= BVRP =

Paris-based software company

BVRP Software SA is a Paris-based software company that has purchased American software companies.

A 2007 acquisition placed it, according to one report, as then being the sixth largest publisher of consumer software in the United States.

==History==
BVRP was started in 1984 by "Bruno Vanryb and Roger Politis, sound engineers." The company's first offering was a modem-based business phone number service, "a database program called Directory."

When their Paris-based company partnered with Hayes Microcomputer Products they increased their range beyond Paris and France "to 62 other countries."

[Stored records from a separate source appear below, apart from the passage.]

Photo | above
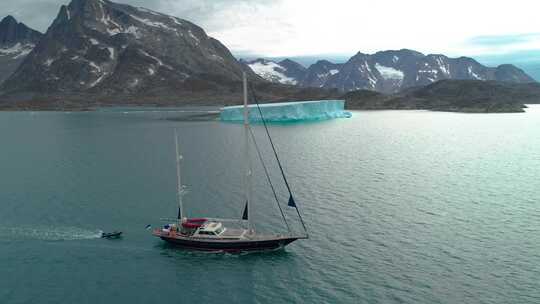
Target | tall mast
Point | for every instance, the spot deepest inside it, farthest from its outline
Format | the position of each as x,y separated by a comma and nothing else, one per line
179,190
247,178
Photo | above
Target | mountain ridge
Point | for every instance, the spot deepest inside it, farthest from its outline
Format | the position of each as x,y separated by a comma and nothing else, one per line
109,52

Vanryb claimed that French venture capital companies "prefer to invest in bigger companies, they don't like startups" so he turned to U.S. sources, leading to AvanQuest and VCOM.

== Avanquest ==
Avanquest is a marketing name for PC software such as Avanquest Fix-It Utilities 11 Professional, a collection of optimization tools. In mid 2003 parent company BVRP expanded the Avanquest identity to be Avanquest Global Software Publishing, which it then used to market in Japan and Spain. With Avanquest's 2007 acquisition of Nova Development Corp., "a publisher focusing on the consumer market," BVRP's portfolio reportedly became the fifth or sixth largest publisher of consumer software in the United States.

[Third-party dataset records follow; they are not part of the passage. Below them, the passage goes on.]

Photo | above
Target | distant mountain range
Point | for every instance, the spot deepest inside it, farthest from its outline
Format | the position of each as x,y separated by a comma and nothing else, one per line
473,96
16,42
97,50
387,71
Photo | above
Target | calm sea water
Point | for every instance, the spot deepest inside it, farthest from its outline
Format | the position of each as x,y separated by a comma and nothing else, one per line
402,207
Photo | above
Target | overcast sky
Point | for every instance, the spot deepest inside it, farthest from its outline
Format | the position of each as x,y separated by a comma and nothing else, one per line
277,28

In 2019, Avanquest had 83 million euro in revenue[footnote] from three main segments:

- IT security: antivirus, ad blocker, cleaning and optimization tools sold under the Adaware brand
- PDF: PDF management products grouped under the SodaPDF brand
- Photo: photo editing software and apps developed under the InPixio brand

==VCOM (V Communications)==

Memory Commander is an early DOS memory manager made by V Communications similar to the likes of QEMM, Helix Netroom or 386MAX, though much more capable. It allowed up to 904KB of conventional memory by utilizing the memory virtualization features of i386 to remap the Upper memory area into the High memory area in addition to automatically managing drivers and TSRs.

System Commander was introduced in 1993 by V Communications, sometimes referred to as VCOM.

System Commander included Partition Commander. With the 2005 purchase by BVRP of this company, they were able to compete with PowerQuest (PQ) and its PartitionMagic. PQ's bundle of software included PQboot, competing with System Commander.

Although PowerQuest was acquired by Symantec, which retired this software in 2009, rather than update it to run under Windows Vista, System Commander and Partition Commander have a market: competitor Paragon Software Group released a major new upgrade in 2015.